[英]Python Round_down
I have the following code and result and I would need each number to be rounded to the first decimal but the lowest one ex: 7.166666666666667 to be 7.1 and not 7.2我有以下代码和结果,我需要将每个数字四舍五入到第一位小数但最低的一个例如:7.166666666666667 为 7.1 而不是 7.2
I have tried with round_down but it still rounds up我试过 round_down 但它仍然向上舍入
for x in range(0, 9):
income_visits=(income_euro[x]/visits[x])
print(income_visits)
7.166666666666667
7.0
7.666666666666667
11.0
0.1111111111111111
11.333333333333334
162.0
55.0
9.0
here's a little function that does it for you:这是一个小的 function 为你做的:
def round_down(n, decimals=0):
multiplier = 10 ** decimals
return math.floor(n * multiplier) / multiplier
make sure to import the math
library.确保导入
math
库。
example usage:用法示例:
print(round_down(1.7777, 1))
print(round_down(1.7777, 2))
print(round_down(1.7777, 3))
output: output:
1.7
1.77
1.777
Here is the solution.这是解决方案。 Try this..
试试这个..
number
= YOUR_NUMBER number
= YOUR_NUMBER
float(str(int(number)) + '.' + str(number-int(number))[2:3])
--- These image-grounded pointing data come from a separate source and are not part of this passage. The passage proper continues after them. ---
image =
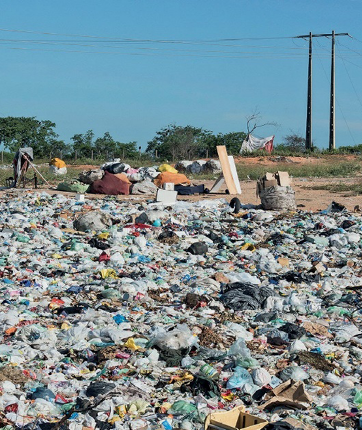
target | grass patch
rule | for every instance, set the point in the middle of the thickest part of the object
(318, 170)
(353, 189)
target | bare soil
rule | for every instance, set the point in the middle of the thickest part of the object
(306, 198)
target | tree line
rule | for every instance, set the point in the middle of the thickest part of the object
(171, 143)
(20, 132)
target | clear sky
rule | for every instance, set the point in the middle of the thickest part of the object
(152, 63)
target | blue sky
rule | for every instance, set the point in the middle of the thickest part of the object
(158, 62)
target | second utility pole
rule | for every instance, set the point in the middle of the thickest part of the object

>>> number = 7.166666666666667
>>> print( float(str(int(number)) + '.' + str(number-int(number))[2:3]) )
7.1
>>>
>>> number = 7.116666666666667
>>> print( float(str(int(number)) + '.' + str(number-int(number))[2:3]) )
7.1
>>>
>>> number = 7.196666666666667
>>> print( float(str(int(number)) + '.' + str(number-int(number))[2:3]) )
7.1
>>>
>>> number = 7.096666666666667
>>> print( float(str(int(number)) + '.' + str(number-int(number))[2:3]) )
This could also work.这也可以工作。
num = 7.166666666667
print(int(num*10)/10)
What this does is it takes the number (ie 7.1666...)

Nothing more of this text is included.